With a powerful performance, filled with foot-perfect precision, Hurske equalled her national record of 7.79, winning Finland its first ever medal in this event, coming home ahead of Nadine Visser of the Netherlands (7.84) and Ditaji Kambundji of Switzerland (7.91). Denmark’s Mette Graversgaard was just behind in fourth, clocking a national record of 7.92 – her third of the championships.
“I put myself a little bit under pressure before the start; I do not know [why] but I was so nervous,” said Hurske. “I know what I am doing but that was my first time winning gold. I believe I can build on this towards the outdoor season.”
Visser wasn’t best pleased with silver, having won gold at the past two editions. “My first reaction is that I am not happy,” she said. “Before the race, I knew it would be tough. My reaction time was not quick, so I am very frustrated about the start. I know I can go harder. I am proud of getting the silver medal, but I came here for gold.”
In the men’s race, Joseph set a European lead of 7.41 to win gold by a wide margin and move to equal second on the European indoor all-time list, with Poland’s Jakub Szymanski second in 7.56 and France’s Just Kwaou-Mathey third in 7.59. Italy’s Lorenzo Ndele Simonelli clocked 7.59 in fourth, five thousandths of a second slower than Kwaou-Mathey.
“I knew I wasn’t the best starter, I just needed to be calm and to continue doing my race,” said Joseph. “Getting to hurdle two I knew that I was getting back to the rhythm and after coming off hurdle three, I was pretty sure that I would win the race if everything goes right. I didn’t hit any hurdle, it was a clean race. I was confident that I will win the gold after hurdle four. I just knew it.”

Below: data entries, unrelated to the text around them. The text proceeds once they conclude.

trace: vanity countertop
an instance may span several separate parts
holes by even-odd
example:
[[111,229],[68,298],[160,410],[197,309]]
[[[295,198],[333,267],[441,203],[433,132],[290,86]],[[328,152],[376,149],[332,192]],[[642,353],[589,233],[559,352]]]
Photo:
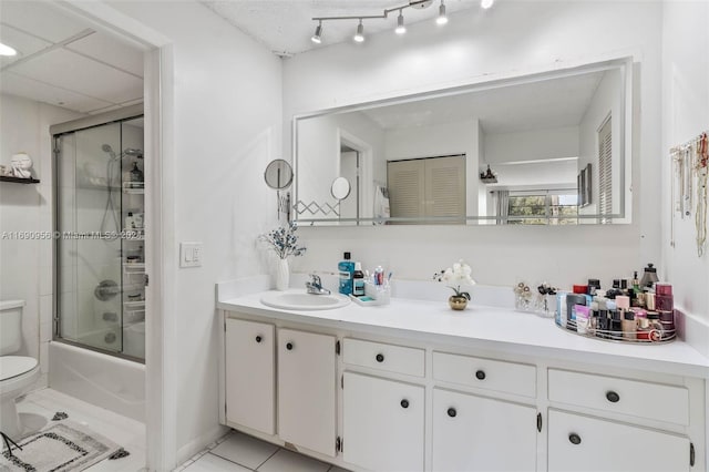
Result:
[[557,327],[549,318],[474,302],[463,311],[454,311],[445,300],[392,298],[390,305],[383,306],[351,302],[342,308],[305,311],[267,307],[260,301],[264,294],[219,300],[217,308],[380,336],[709,378],[709,359],[680,340],[627,345],[586,338]]

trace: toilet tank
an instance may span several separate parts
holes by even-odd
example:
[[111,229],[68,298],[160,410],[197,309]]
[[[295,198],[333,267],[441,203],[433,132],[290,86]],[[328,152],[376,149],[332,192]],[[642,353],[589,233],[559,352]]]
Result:
[[0,356],[17,352],[22,346],[22,307],[24,300],[0,301]]

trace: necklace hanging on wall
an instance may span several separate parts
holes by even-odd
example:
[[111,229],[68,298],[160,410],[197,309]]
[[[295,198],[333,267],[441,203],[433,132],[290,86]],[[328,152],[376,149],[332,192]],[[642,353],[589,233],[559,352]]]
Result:
[[707,244],[707,174],[709,174],[709,137],[702,133],[695,146],[695,171],[697,173],[697,254],[701,257]]

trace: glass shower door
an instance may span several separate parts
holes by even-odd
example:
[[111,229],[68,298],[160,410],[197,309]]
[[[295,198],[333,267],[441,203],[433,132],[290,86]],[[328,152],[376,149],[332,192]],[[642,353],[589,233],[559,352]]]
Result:
[[61,337],[120,352],[121,125],[60,136],[58,294]]
[[54,136],[56,336],[145,358],[142,117]]

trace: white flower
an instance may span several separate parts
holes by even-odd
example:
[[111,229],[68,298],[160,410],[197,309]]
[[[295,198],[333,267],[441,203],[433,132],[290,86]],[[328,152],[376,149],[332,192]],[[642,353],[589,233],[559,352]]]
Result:
[[475,280],[471,277],[472,274],[471,267],[465,264],[463,259],[460,259],[458,263],[453,264],[453,267],[449,267],[446,269],[441,270],[433,275],[433,278],[438,281],[445,281],[450,288],[455,291],[458,296],[464,296],[470,299],[470,294],[466,291],[461,291],[462,285],[473,286],[475,285]]

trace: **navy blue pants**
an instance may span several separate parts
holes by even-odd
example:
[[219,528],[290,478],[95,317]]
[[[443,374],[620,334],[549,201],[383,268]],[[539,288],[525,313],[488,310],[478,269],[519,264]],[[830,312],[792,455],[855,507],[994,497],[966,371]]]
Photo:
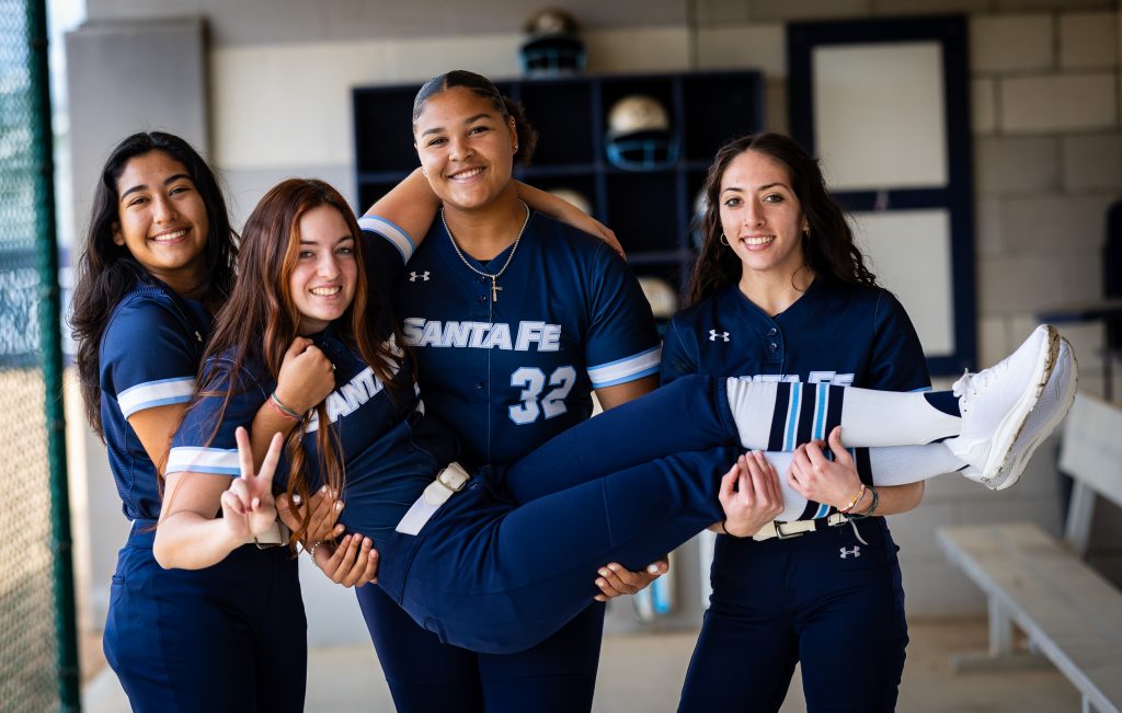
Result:
[[592,602],[525,651],[441,643],[376,585],[356,590],[398,713],[576,713],[592,707],[604,604]]
[[287,548],[246,545],[163,570],[138,520],[113,574],[103,647],[134,711],[303,711],[307,621]]
[[718,537],[680,713],[774,713],[802,661],[807,710],[889,712],[908,624],[883,518],[762,543]]
[[723,517],[741,452],[725,382],[678,383],[478,474],[417,536],[390,536],[379,586],[444,643],[511,654],[553,636],[598,567],[644,567]]

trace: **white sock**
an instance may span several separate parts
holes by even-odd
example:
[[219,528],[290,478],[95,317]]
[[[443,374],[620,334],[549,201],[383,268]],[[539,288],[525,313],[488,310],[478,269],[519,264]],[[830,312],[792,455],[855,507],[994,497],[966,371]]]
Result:
[[[752,451],[767,448],[772,419],[775,417],[775,395],[779,385],[751,379],[725,380],[728,389],[728,406],[741,434],[741,445]],[[775,466],[779,470],[779,466]],[[782,472],[782,471],[781,471]]]
[[741,445],[756,451],[792,451],[800,433],[825,438],[828,415],[838,411],[830,399],[839,397],[843,438],[849,447],[922,445],[962,433],[963,419],[942,413],[922,392],[737,378],[727,379],[726,388]]
[[845,391],[842,438],[849,447],[922,445],[962,430],[962,417],[940,411],[921,392]]
[[807,509],[807,499],[799,491],[791,488],[791,484],[787,480],[787,472],[791,470],[791,461],[794,460],[794,454],[782,451],[769,451],[764,453],[764,456],[767,457],[767,462],[779,473],[779,488],[783,496],[783,511],[775,516],[775,519],[781,522],[798,520],[802,517],[802,511]]
[[954,473],[966,465],[941,443],[870,448],[868,464],[877,485],[904,485]]

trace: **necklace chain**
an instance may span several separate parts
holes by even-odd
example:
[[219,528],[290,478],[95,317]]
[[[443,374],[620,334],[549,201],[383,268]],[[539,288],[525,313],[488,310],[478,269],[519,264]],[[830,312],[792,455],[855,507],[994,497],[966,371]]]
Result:
[[514,239],[514,246],[511,248],[511,254],[506,256],[506,262],[504,262],[499,271],[495,272],[494,275],[491,275],[490,272],[485,272],[479,268],[477,268],[476,266],[468,262],[467,257],[465,257],[463,252],[460,250],[460,246],[457,244],[456,242],[456,235],[452,234],[452,230],[448,226],[448,221],[444,220],[444,209],[440,209],[440,222],[443,223],[444,225],[444,232],[448,233],[448,239],[452,241],[452,249],[456,250],[456,254],[460,256],[460,261],[463,262],[463,265],[466,265],[467,268],[472,272],[475,272],[476,275],[490,279],[493,303],[498,302],[498,293],[500,289],[503,289],[497,284],[498,278],[503,276],[503,272],[506,272],[506,268],[511,267],[511,260],[514,259],[514,253],[518,249],[518,242],[522,240],[522,233],[526,232],[526,225],[530,224],[530,206],[526,205],[525,201],[518,201],[518,203],[522,203],[522,207],[526,209],[526,220],[522,221],[522,228],[518,229],[518,234]]

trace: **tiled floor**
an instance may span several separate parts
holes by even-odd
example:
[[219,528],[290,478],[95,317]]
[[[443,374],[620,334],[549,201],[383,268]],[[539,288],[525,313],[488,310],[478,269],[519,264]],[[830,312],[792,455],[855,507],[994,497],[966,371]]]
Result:
[[[1078,711],[1079,697],[1054,669],[954,675],[948,656],[986,646],[983,620],[911,623],[898,710],[907,713],[1057,713]],[[604,641],[596,713],[673,711],[695,632],[608,636]],[[307,711],[393,711],[370,646],[313,649]],[[798,678],[782,713],[802,711]],[[125,713],[128,702],[108,669],[84,691],[88,713]]]

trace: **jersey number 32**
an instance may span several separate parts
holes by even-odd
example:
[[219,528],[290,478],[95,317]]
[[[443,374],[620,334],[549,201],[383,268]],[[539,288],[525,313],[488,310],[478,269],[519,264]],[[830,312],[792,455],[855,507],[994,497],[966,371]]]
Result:
[[[577,381],[577,370],[572,367],[558,367],[546,382],[545,372],[534,367],[521,367],[511,374],[511,386],[522,387],[522,402],[511,407],[511,420],[523,426],[532,424],[540,416],[553,418],[565,413],[564,399],[569,396],[572,385]],[[551,388],[545,396],[542,391]]]

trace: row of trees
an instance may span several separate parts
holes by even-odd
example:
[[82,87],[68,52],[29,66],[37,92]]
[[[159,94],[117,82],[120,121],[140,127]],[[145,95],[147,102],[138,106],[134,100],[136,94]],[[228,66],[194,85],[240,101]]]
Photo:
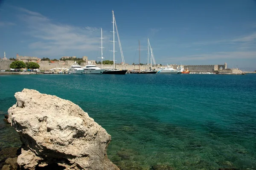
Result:
[[22,61],[15,61],[10,65],[10,68],[13,69],[20,69],[26,68],[29,69],[39,69],[40,66],[36,63],[32,62],[26,63]]

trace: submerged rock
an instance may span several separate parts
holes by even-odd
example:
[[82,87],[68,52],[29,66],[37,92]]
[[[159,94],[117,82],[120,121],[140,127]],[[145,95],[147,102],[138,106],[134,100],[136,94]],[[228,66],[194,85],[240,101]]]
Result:
[[8,121],[23,144],[17,160],[21,168],[119,169],[107,155],[111,135],[78,105],[26,89],[15,96]]

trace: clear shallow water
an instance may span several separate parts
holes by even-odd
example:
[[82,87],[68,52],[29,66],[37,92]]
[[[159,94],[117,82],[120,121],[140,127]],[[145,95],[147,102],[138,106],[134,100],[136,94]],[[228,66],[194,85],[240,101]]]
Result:
[[[256,169],[256,75],[1,75],[0,115],[23,88],[78,104],[124,170]],[[13,137],[14,136],[14,137]],[[0,122],[0,149],[19,146]]]

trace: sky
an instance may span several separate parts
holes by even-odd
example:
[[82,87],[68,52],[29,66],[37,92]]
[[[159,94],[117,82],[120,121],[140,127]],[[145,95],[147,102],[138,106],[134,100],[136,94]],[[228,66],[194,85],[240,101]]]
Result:
[[103,57],[113,60],[112,10],[126,63],[139,63],[139,40],[147,63],[148,38],[157,63],[256,70],[256,0],[0,0],[0,58],[99,61],[102,28]]

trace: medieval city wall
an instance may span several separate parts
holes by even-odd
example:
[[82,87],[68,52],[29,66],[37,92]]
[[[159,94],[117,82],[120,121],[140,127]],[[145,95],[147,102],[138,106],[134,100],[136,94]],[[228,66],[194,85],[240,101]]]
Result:
[[0,59],[0,70],[2,69],[9,70],[10,65],[13,61]]
[[70,66],[74,63],[73,61],[54,61],[52,63],[49,61],[41,61],[38,63],[40,66],[39,69],[40,70],[49,70],[50,69],[53,68],[65,68],[69,69]]
[[[215,66],[217,66],[217,67]],[[214,70],[218,70],[218,65],[184,65],[184,69],[188,68],[190,72],[213,72]]]

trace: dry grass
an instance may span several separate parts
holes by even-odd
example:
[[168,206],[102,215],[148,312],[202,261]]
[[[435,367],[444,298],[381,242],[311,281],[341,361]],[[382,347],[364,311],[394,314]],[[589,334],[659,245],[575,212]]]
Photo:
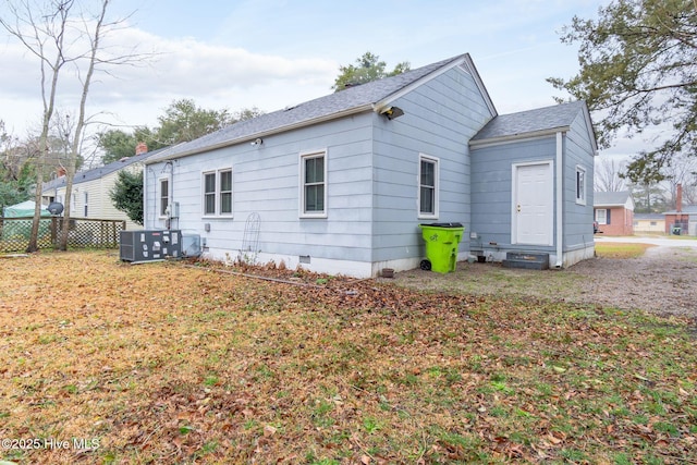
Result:
[[686,320],[106,253],[0,266],[0,437],[71,441],[0,460],[697,461]]
[[651,247],[655,245],[596,242],[596,255],[600,258],[637,258]]

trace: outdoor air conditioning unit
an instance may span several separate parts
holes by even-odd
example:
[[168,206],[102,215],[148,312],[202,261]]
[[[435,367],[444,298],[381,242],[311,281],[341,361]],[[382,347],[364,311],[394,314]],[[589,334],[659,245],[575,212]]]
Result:
[[120,258],[132,264],[181,258],[181,231],[121,231]]
[[182,257],[200,257],[200,234],[182,233]]

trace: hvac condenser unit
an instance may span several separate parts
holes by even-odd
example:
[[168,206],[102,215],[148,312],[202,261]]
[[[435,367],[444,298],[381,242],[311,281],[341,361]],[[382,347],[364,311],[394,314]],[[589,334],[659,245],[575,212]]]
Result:
[[200,257],[200,234],[182,233],[182,257]]
[[146,261],[180,258],[182,255],[181,231],[121,231],[120,258],[123,261]]

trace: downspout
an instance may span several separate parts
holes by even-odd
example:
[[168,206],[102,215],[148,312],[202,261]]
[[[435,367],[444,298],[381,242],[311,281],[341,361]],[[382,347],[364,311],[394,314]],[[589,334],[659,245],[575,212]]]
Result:
[[564,148],[564,133],[557,133],[557,264],[554,268],[562,268],[564,260],[564,169],[562,167],[562,155]]
[[148,166],[143,163],[143,229],[148,229]]

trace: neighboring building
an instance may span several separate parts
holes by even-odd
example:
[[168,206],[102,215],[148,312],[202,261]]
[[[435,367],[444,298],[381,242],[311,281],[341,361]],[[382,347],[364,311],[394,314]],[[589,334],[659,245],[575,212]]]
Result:
[[675,189],[675,210],[665,211],[665,233],[697,235],[697,205],[683,207],[683,185]]
[[[71,217],[99,220],[123,220],[127,230],[143,229],[134,223],[126,213],[117,210],[111,201],[110,193],[113,189],[121,170],[136,172],[143,170],[143,162],[149,157],[161,154],[162,150],[147,151],[142,144],[136,149],[136,155],[111,162],[103,167],[75,173],[73,179],[73,192],[71,197]],[[65,201],[65,175],[44,183],[41,191],[41,204],[51,201]]]
[[634,233],[665,232],[665,216],[663,213],[634,213]]
[[628,191],[597,192],[594,217],[604,235],[634,234],[634,199]]
[[145,228],[200,234],[212,259],[375,277],[419,266],[419,223],[460,222],[460,259],[565,267],[594,256],[596,151],[584,102],[499,115],[462,54],[149,158]]
[[680,211],[665,211],[663,217],[665,234],[675,234],[675,228],[680,228],[681,235],[697,235],[697,205],[684,206]]

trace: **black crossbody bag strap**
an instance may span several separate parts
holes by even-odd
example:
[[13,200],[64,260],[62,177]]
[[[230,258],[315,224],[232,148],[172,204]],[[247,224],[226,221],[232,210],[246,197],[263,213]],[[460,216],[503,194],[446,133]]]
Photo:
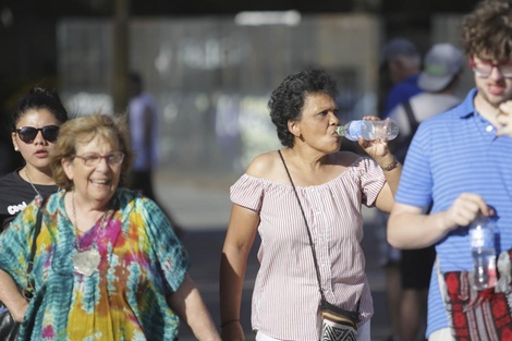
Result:
[[[279,153],[279,156],[281,157],[282,165],[284,166],[284,169],[287,170],[288,178],[290,179],[290,183],[292,184],[292,187],[293,187],[293,193],[295,194],[295,198],[297,199],[298,207],[301,208],[302,217],[304,218],[304,223],[306,224],[307,238],[309,239],[309,246],[312,248],[313,263],[315,264],[316,278],[318,282],[318,291],[320,292],[320,297],[321,297],[321,305],[322,306],[327,305],[330,308],[334,308],[334,309],[341,309],[339,307],[331,305],[329,302],[327,302],[326,295],[324,294],[324,290],[321,290],[320,270],[318,267],[318,260],[316,258],[315,243],[313,243],[313,235],[312,235],[312,231],[309,230],[309,224],[307,223],[306,214],[304,212],[304,208],[302,207],[301,199],[298,198],[297,190],[295,188],[295,184],[293,183],[292,175],[290,174],[287,162],[284,162],[284,158],[281,154],[281,150],[278,150],[278,153]],[[361,299],[357,300],[357,308],[355,312],[357,316],[353,316],[354,320],[358,320],[359,304],[361,304]],[[343,310],[343,312],[349,313],[346,310]]]

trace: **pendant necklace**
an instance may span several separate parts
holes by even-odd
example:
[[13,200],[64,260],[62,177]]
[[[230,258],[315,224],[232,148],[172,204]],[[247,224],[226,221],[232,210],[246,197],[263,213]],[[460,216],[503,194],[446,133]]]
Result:
[[73,219],[74,219],[74,228],[75,228],[75,249],[76,253],[71,256],[73,259],[73,267],[80,275],[84,276],[92,276],[99,267],[99,263],[101,260],[101,256],[96,248],[96,240],[98,239],[98,234],[101,230],[105,229],[107,222],[107,212],[103,214],[101,218],[101,222],[96,231],[94,231],[95,235],[93,238],[93,242],[90,246],[82,248],[80,246],[80,239],[78,239],[78,221],[76,219],[76,207],[75,207],[75,192],[73,191],[71,196],[71,206],[73,208]]
[[[25,176],[26,176],[26,179],[28,180],[28,183],[31,184],[31,186],[32,186],[32,187],[34,188],[34,191],[36,192],[36,194],[39,195],[39,196],[42,196],[42,195],[39,193],[39,191],[37,191],[36,185],[32,182],[32,179],[31,179],[31,176],[28,175],[28,171],[26,170],[26,167],[25,167]],[[56,187],[57,187],[57,185],[56,185]],[[56,192],[59,192],[60,190],[61,190],[61,188],[57,187],[57,191],[56,191]]]
[[32,183],[32,179],[31,176],[28,176],[28,172],[26,170],[26,167],[25,167],[25,176],[26,179],[28,179],[28,183],[31,184],[31,186],[34,188],[34,191],[36,191],[36,194],[41,196],[41,194],[39,193],[39,191],[37,191],[36,186],[34,185],[34,183]]

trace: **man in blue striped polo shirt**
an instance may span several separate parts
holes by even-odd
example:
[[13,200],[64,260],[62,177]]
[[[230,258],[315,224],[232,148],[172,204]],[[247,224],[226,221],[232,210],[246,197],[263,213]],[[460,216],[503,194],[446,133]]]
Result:
[[497,254],[512,248],[512,138],[497,135],[499,106],[512,99],[511,32],[512,4],[505,0],[481,1],[464,17],[462,40],[475,88],[461,105],[419,125],[388,222],[394,247],[436,245],[429,341],[512,340],[511,305],[495,289],[471,290],[468,236],[478,215],[491,216]]

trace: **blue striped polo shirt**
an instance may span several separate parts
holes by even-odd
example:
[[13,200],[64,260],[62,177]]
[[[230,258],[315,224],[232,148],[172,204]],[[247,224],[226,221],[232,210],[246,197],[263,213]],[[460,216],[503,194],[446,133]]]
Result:
[[[472,89],[458,107],[424,121],[409,149],[395,200],[447,210],[463,192],[480,195],[495,208],[497,252],[512,248],[512,138],[476,112]],[[436,245],[441,271],[471,270],[467,227]],[[449,327],[437,275],[432,269],[428,295],[427,336]]]

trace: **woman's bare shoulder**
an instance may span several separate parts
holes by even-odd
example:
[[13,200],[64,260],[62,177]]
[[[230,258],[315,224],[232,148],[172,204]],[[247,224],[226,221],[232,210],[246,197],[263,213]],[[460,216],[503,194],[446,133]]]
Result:
[[349,167],[362,156],[352,151],[338,151],[333,154],[332,157],[337,165]]
[[254,178],[273,179],[278,166],[282,167],[278,150],[268,151],[256,156],[245,173]]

Spain’s Enrique Llopis, who recently equalled the national record with 7.48, sustained a very heavy fall at the final hurdle and was taken to a local hospital for treatment.
Relay gold for Belgium and the Netherlands…again!
In the men’s 4x400m relay, Belgium – and every other nation – trailed leaders Spain through the opening 1500m, but through individual silver medallist Julien Watrin, they were in front when it mattered most, with Watrin playing a patient game on the anchor leg before powering by into the final turn.
Their quartet of Dylan Borlee, Alexander Doom, Kevin Borlee and Watrin claimed gold in 3:05.83, with France coming through for silver in 3:06.52 and the Netherlands taking bronze with 3:06.59, aided by a 45.67-second split from anchor Liemarvin Bonevacia, the quickest of the race.
It moved Belgium alongside Poland as the only nations to have three men’s 4x400m titles in the history of the championships, with Kevin and Dylan Borlee and Watrin part of every victory.
“The guys did the job so I just had to step up a little bit,” said Watrin, while Kevin Borlee paid tribute to his anchor: “I knew when I gave the baton to Julien that we will win.”
The women’s 4x400m saw an expected – but still exquisite – victory by the Netherlands, their opening trio of Lieke Klaver, Eveline Saalberg and Cathelijn Peeters ensuring that Femke Bol got the baton in front – and we knew what that meant.
The 400m world indoor record holder duly clocked a 49.58-second split to bring her nation home with a wide advantage and seal her second straight individual and relay double, clocking 3:25.66. Italy produced an inspired run in second, setting a national record of 3:28.61, with Poland claiming bronze in 3:29.31.
“I achieved everything I wanted this season, I could not ask for more,” said Bol. “But it is just an indoor season and I miss my hurdles. See you in Budapest – we will be there.”